The image on the right displays the microfluidics set-up used by our iGEM team. This device and equipment is provided for by the UCL microfluidics lab.
Our Design Process
We will use rapid polymer prototyping techniques to generate microfluidic chips that will allow us to test our reaction and aid in the construction of a realistic bioprocess, which can be successfully scaled-up for industrial use. As we optimise and change our bioprocess, we can also quickly design new microfluidic chips that can mimic its development on a micro-scale. For example, it is our goal to integrate multiple downstream steps, such as chromatography, in order to isolate potential useful products. Demonstrating this in a microfluidic system is less time-consuming and far more cost effective than doing so at a larger scale.

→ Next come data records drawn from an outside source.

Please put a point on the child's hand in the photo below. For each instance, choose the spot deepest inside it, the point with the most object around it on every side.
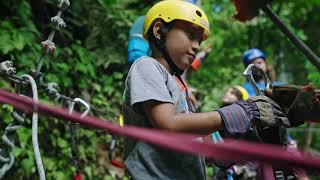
(259, 111)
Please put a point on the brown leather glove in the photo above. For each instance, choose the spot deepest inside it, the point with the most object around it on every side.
(300, 103)
(260, 111)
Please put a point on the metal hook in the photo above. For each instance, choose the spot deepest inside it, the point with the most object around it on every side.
(80, 101)
(248, 73)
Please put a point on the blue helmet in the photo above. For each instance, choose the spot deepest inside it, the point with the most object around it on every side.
(137, 45)
(252, 54)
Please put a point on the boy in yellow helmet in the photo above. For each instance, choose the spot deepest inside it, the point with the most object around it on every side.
(154, 99)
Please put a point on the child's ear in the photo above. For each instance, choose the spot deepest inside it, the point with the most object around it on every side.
(157, 27)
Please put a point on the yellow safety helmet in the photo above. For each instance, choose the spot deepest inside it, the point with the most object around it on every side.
(243, 91)
(170, 10)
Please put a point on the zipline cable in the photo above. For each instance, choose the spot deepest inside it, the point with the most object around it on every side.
(35, 143)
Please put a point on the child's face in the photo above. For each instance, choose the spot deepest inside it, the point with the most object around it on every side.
(260, 63)
(183, 42)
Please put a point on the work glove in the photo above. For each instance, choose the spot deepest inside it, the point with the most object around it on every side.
(300, 103)
(258, 111)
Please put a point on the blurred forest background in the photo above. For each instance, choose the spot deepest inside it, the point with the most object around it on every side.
(91, 63)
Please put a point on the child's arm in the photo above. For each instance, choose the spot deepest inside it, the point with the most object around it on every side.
(236, 118)
(164, 116)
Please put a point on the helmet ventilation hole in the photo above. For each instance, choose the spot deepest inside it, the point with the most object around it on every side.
(199, 13)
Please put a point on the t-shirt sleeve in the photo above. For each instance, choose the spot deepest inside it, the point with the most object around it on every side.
(148, 82)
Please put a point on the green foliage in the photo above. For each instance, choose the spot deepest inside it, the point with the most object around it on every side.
(90, 62)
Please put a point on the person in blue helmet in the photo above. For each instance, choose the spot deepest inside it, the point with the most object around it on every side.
(258, 57)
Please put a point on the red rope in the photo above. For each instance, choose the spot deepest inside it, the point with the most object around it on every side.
(229, 150)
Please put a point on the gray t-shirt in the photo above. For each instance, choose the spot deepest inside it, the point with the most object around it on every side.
(149, 80)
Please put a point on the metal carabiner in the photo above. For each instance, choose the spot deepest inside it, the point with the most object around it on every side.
(80, 101)
(248, 73)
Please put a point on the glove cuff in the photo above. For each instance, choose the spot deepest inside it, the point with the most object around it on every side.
(235, 118)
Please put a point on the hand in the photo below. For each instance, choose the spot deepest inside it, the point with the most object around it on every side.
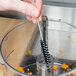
(24, 6)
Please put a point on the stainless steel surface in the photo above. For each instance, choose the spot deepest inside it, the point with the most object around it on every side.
(66, 14)
(38, 24)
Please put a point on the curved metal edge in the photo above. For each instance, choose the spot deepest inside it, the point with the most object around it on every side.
(4, 61)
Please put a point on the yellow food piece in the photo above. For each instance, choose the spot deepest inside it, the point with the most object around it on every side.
(61, 52)
(55, 67)
(68, 36)
(74, 73)
(30, 73)
(28, 69)
(20, 69)
(63, 71)
(29, 52)
(64, 66)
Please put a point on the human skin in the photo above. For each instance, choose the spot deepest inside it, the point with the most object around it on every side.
(24, 6)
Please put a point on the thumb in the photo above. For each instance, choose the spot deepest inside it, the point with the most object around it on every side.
(26, 8)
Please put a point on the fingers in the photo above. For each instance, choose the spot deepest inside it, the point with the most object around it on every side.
(29, 18)
(39, 4)
(26, 8)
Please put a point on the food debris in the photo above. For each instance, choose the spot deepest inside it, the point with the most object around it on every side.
(55, 72)
(30, 73)
(68, 36)
(28, 69)
(29, 52)
(61, 51)
(64, 66)
(37, 73)
(63, 71)
(55, 67)
(20, 69)
(74, 73)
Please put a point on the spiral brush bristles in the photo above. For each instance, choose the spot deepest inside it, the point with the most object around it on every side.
(48, 58)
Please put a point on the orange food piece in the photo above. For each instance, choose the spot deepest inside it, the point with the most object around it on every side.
(20, 69)
(37, 73)
(64, 66)
(30, 73)
(28, 69)
(63, 71)
(61, 52)
(29, 52)
(55, 67)
(55, 72)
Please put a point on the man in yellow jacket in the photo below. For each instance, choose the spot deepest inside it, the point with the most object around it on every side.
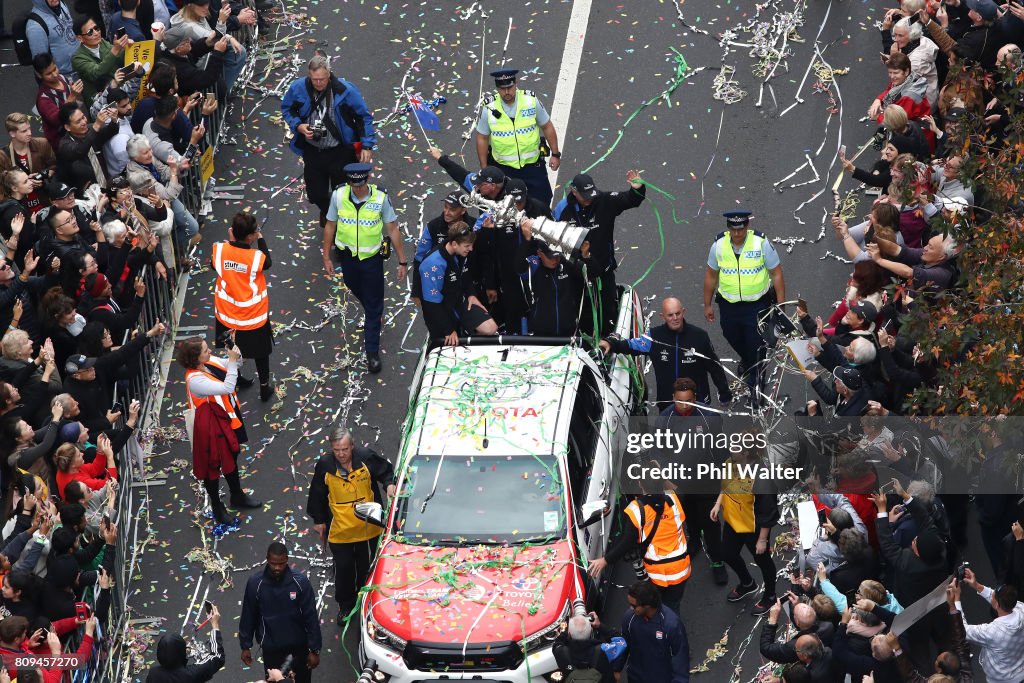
(347, 475)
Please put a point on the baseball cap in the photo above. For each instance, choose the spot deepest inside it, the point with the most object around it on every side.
(78, 363)
(849, 377)
(491, 174)
(455, 198)
(988, 9)
(57, 189)
(865, 310)
(584, 184)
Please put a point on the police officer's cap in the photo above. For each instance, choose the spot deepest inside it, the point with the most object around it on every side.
(504, 77)
(491, 174)
(517, 188)
(356, 174)
(455, 198)
(737, 218)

For our microfluidic bioreactor, we will be using a magnetic free floating bar as our mixing system. This is an effective method of mixing at a microfluidic scale, as demonstrated in the video on the right. This video is of a microfluidic chemostat bioreactor designed by Davies et al. 2014 UCL, using a free-floating bar to mix two dyes.
Above are some examples of the microfluidics devices developed by our team for use in the lab at the UCL ACBE. The devices are initially designed using AutoCAD (2D and 3D computer-aided design software), once the designs are finalised they can be 3D-printed using the facilities provided by the UCL Institute of Making and UCL ACBE; allowing our bioprocess and laboratory team to experiment and improve designs.
An example of one of our microfluidic devices designed on AutoCAD can be downloaded here. This device utilises the basic concept of mixing the cells and dyes, producing a single output stream; much alike to the bioprocessing concept. During the course of designing the microfluidic device, several key considerations must be taken into account: ability to withstand high pressure without leakage; materials of construction to be inert and transparent; size constraints of inlet and outlet piping; ability to accurately 3D-print the device.